We believe that this will
- Enable us to have a better understanding of the roles of different agencies and authorities in safeguarding Welsh place and house names.
- Enable us to formulate appropriate interventions to better safeguard Welsh names, which may or may not lead us to consider developing: legislation, the planning system, or any other interventions.
- Increase awareness of Welsh and historic place names of all types, and a greater appreciation of their value.
- Safeguard place names for future generations, both as part of our historic heritage and as visual manifestations of our living, breathing communities.

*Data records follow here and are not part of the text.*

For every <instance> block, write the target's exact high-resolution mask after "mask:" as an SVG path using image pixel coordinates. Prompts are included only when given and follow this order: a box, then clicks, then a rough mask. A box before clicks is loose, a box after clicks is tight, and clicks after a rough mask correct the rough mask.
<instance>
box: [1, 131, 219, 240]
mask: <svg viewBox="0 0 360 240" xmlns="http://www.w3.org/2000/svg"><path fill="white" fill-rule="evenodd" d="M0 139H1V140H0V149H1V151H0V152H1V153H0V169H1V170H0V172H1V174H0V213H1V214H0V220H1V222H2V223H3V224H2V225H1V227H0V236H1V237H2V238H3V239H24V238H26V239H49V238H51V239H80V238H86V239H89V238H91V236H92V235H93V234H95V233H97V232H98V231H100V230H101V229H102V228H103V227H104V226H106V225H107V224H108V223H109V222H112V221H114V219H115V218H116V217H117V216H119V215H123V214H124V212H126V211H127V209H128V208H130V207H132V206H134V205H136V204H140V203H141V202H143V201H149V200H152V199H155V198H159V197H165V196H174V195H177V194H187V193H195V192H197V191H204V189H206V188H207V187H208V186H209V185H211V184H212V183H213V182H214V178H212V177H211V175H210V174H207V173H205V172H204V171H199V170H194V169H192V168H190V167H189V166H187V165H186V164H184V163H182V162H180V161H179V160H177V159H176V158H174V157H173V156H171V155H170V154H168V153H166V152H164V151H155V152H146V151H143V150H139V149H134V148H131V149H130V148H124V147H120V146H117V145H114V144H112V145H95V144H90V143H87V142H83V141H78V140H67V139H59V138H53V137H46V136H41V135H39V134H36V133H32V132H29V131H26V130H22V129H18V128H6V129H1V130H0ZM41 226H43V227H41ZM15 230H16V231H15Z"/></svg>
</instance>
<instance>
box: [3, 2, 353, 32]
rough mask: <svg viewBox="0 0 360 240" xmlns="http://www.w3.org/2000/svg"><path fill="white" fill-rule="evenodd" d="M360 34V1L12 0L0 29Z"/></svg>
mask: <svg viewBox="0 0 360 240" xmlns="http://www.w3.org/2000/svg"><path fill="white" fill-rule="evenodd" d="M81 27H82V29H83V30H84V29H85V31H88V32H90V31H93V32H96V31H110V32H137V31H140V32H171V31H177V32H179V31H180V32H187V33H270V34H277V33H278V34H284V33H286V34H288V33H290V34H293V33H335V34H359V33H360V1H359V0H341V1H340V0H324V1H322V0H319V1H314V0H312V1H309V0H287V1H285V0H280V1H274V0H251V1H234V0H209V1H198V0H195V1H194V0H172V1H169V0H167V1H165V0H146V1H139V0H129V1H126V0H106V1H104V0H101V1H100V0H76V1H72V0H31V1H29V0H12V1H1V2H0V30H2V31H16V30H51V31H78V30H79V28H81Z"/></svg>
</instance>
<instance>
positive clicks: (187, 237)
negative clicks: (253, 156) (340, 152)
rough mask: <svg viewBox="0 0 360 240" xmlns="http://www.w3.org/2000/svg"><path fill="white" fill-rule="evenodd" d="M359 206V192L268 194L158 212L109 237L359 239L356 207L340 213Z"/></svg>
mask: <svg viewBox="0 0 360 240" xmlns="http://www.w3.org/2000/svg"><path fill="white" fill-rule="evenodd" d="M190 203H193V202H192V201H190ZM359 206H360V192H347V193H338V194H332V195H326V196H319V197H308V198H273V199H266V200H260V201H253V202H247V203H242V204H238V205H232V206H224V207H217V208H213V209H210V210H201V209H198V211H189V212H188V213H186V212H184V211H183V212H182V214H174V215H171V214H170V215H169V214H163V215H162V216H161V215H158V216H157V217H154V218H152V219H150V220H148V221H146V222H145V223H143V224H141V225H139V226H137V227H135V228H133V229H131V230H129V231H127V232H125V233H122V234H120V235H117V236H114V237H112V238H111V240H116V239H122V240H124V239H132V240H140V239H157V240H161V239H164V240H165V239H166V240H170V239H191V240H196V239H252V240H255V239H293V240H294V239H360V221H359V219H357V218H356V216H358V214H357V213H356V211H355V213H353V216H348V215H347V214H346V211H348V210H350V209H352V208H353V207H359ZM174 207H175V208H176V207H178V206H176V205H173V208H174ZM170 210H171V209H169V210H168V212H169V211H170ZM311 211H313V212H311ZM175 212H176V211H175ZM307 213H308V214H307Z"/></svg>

There’s no doubt that the way Welsh linguistic infrastructure currently works needs to be improved. The steps outlined in this paper aim to coordinate the different elements, commission resources such as terminology as needed, make sure that the fruits of this labour are easily available to all, and market the provision effectively. We believe this will make it easier for everyone to use the language confidently, be they new speakers, the parents of school children, or people using Welsh at work in a professional capacity.
The responses to the consultation have helped us weigh up what exactly the new way of doing things will entail, and what responsibilities the new unit should have.
A lot of work has already been done in this field. For decades, we’ve recognised that different elements of Welsh language infrastructure are inter-connected. Many components already exist (and we will coordinate them so that they work in a more coherent and effective way), whilst adding the proactive element of scanning the horizon for developments and planning strategically.
We want this Linguistic Infrastructure Policy to play a central part in our response to improve the way this field works, and help to ensure that the provision continues to develop so that people can use the Welsh language easily.